• Thoracic Aortic Aneurysm

    What is an aneurysm?

    An aneurysm is an abnormal bulging or widening of an artery. Arteries are the blood vessels that carry oxygen-rich blood from the heart to different parts of the body. Aneurysms can occur in any artery, but most frequently involve the aorta, the largest artery in the body. The aorta originates at the heart and then travels upward in the chest toward the head (the ascending aorta), giving rise to the arteries that supply blood to the arms and head. It then makes a U-turn (the aortic arch) and heads downward in the chest (the descending aorta) and then into the abdomen (abdominal aorta) giving rise, along the way, to many arterial branches that feed the rest of the body.

    Aortic aneurysms in the chest are called thoracic aortic aneurysms, and those that occur below the diaphragm are referred to as abdominal aortic aneurysms. Aneurysms can be caused by arteriosclerosis, high blood pressure, injury, inherited conditions (i.e., Marfan syndrome), connective tissue disorders or infection.

    Why are aneurysms important?

    Aortic aneurysms are potentially dangerous because of the risk of rupture (sudden bursting resulting in fatal bleeding) or dissection (tearing or shearing within the layers of the aortic wall). The risk of complications is directly related to the diameter of the aorta. The normal aorta measures about an inch in diameter. Small aneurysms generally pose no threat, but as the diameter increases beyond a certain level, so too, does the risk of rupture.

    Aneurysms are also associated with arteriosclerosis (hardening of the arteries or cholesterol and calcium buildup) and clot formation, both of which can increase the risk of stroke (brain damage) or embolus (traveling clot/debris) to an abdominal organ or the legs.

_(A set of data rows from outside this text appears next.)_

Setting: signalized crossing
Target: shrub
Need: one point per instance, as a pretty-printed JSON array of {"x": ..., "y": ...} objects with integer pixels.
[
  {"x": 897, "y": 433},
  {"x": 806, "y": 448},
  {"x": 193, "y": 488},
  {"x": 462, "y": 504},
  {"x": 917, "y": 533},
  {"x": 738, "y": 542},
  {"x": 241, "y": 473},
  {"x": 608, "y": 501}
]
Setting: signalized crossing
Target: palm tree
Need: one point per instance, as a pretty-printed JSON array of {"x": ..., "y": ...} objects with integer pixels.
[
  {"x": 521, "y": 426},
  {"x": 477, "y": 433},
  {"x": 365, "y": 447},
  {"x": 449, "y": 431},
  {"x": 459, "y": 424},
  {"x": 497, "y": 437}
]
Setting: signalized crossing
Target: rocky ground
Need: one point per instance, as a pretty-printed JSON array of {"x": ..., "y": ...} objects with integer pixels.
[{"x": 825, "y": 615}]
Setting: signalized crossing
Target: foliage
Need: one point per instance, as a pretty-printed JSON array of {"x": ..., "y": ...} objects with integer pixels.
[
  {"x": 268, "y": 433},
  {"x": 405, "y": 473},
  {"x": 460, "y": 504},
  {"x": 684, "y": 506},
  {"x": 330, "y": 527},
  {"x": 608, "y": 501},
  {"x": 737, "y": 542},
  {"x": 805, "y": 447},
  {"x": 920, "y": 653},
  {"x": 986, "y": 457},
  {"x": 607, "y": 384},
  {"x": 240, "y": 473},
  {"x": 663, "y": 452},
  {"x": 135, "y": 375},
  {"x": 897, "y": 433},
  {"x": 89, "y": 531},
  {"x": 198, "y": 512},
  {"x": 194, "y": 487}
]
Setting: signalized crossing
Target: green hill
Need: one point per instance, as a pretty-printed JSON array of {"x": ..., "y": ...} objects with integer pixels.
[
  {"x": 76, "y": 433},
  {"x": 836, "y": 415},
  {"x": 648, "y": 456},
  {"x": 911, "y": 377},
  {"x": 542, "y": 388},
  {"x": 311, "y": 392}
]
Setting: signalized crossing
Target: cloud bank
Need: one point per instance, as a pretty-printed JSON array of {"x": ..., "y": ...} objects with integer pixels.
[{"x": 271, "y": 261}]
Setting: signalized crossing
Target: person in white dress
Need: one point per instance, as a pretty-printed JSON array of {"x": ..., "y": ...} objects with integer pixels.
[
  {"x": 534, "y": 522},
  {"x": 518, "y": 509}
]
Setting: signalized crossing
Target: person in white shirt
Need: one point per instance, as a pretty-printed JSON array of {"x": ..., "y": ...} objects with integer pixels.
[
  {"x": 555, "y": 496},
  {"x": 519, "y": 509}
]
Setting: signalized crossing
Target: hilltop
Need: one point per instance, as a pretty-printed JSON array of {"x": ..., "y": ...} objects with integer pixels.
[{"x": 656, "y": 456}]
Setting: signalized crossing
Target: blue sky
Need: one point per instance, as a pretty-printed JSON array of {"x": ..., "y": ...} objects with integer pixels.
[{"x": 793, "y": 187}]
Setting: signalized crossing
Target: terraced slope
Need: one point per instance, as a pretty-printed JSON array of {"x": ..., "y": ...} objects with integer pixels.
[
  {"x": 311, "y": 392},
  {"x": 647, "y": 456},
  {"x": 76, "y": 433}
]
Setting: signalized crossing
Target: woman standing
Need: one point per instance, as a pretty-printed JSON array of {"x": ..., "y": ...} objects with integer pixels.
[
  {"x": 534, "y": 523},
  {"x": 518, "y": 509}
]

    What are the symptoms of an aneurysm?

    Unfortunately, most aortic aneurysms produce no symptoms until rupture or dissection occurs. These catastrophic events are marked by the sudden onset of severe, searing or tearing pain. This pain is located in the chest and/or upper back for thoracic aneurysms, and in the abdomen or lumbar area for abdominal aortic aneurysms. If there is to be a chance for survival, immediate help must be sought as soon as the severe pain appears. Occasionally, patients may experience a persistent, aching pain caused by an expanding aneurysm that is pressing on other organs.

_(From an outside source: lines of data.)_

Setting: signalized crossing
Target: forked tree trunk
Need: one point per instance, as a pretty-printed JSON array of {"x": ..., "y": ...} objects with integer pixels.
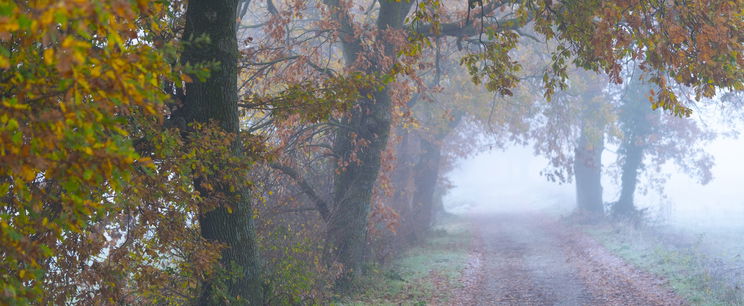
[
  {"x": 633, "y": 158},
  {"x": 369, "y": 123},
  {"x": 215, "y": 99},
  {"x": 425, "y": 179},
  {"x": 588, "y": 171},
  {"x": 637, "y": 119}
]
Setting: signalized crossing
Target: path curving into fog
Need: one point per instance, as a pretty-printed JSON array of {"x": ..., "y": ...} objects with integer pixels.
[{"x": 531, "y": 259}]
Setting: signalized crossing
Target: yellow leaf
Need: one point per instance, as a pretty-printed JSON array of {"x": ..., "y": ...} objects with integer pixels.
[{"x": 49, "y": 56}]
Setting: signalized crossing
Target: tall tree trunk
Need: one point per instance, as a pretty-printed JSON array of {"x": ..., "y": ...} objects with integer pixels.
[
  {"x": 369, "y": 123},
  {"x": 633, "y": 155},
  {"x": 588, "y": 170},
  {"x": 425, "y": 179},
  {"x": 637, "y": 119},
  {"x": 215, "y": 99},
  {"x": 353, "y": 183}
]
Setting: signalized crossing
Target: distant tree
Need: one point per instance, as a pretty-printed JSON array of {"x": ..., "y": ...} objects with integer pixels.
[{"x": 651, "y": 138}]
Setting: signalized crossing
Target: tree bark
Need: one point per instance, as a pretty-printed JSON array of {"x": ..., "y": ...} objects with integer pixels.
[
  {"x": 588, "y": 170},
  {"x": 425, "y": 179},
  {"x": 359, "y": 165},
  {"x": 637, "y": 119},
  {"x": 215, "y": 100},
  {"x": 633, "y": 155}
]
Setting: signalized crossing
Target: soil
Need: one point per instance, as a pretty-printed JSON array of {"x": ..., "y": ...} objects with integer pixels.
[{"x": 533, "y": 259}]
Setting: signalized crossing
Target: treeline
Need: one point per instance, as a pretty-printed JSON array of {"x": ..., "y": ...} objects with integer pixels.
[{"x": 268, "y": 152}]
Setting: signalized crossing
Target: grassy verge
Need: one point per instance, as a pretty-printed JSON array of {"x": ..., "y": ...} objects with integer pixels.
[
  {"x": 686, "y": 262},
  {"x": 424, "y": 274}
]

    Given that most aneurysms are asymptomatic, early detection is key to proper management. The goal is to remove an aneurysm before it progresses to the rupture stage.

    Risk factors for aneurysm include:  

    • Connective tissue disorders, including Ehler-Danlos syndrome, Marfan syndrome, osteogenesis imperfecta, polychondritis, and scleroderma
    • Family history of aneurysm or sudden death
    • History of severe chest trauma (i.e., automobile accident)
    • Hypertension
    • Polycystic kidney disease  

    The presence of risk factors should be brought to the attention of your primary care physician, as periodic physical examinations and screening chest X-rays are often valuable in the early detection of aneurysms. Additional testing such as CT scan, MRI, echocardiogram/ultrasound and cardiac catheterization may also be used.

    How are aneurysms treated?

    Richard D'Agostino, MD, operating on a patient with an aortic aneurysmLarge aneurysms or those that produce symptoms are removed and replaced with a tube graft, a synthetic replacement generally made of Dacron. The procedure involves making an incision in the chest (median sternotomy or left thoracotomy), using the heart-lung machine, and in certain situations, a period of circulatory arrest where all blood flow is stopped and the body is kept at a low temperature to protect vital organs.

    When an aortic aneurysm is located near the aortic valve (ascending aortic or aortic root aneurysm), the aortic valve may need to be replaced in addition to treating the aneurysm. For some patients, however, the aortic valve can be conserved.

    Thoracic aortic stent grafting

    Thoracic aortic stent grafting is one of many advanced, endovascular (meaning 'within the blood vessel') treatments available to patients with various conditions who would better tolerate, or simply prefer, a less invasive option over traditional, open surgery. Approved by the Food and Drug Administration (FDA) in 2005, this technology has revolutionized the treatment of older patients with thoracic aortic disease.

    The procedure involves attaching a self-expandable "stent graft" (a flexible tube reinforced inside with a self-expandable "scaffolding") to the end of a thin tube (catheter) and inserting it into the bloodstream, usually through an artery in the groin or leg. A small incision is typically all that is necessary. Using X-ray guidance, the surgeon threads the catheter through the aorta to the area of the aneurysm. Once expanded, the stent graft reinforces the weakened section of the aorta and bridges the blood supply away from the aneurysm, preventing further growth. Excluded from the blood supply, the aneurysm gradually shrinks.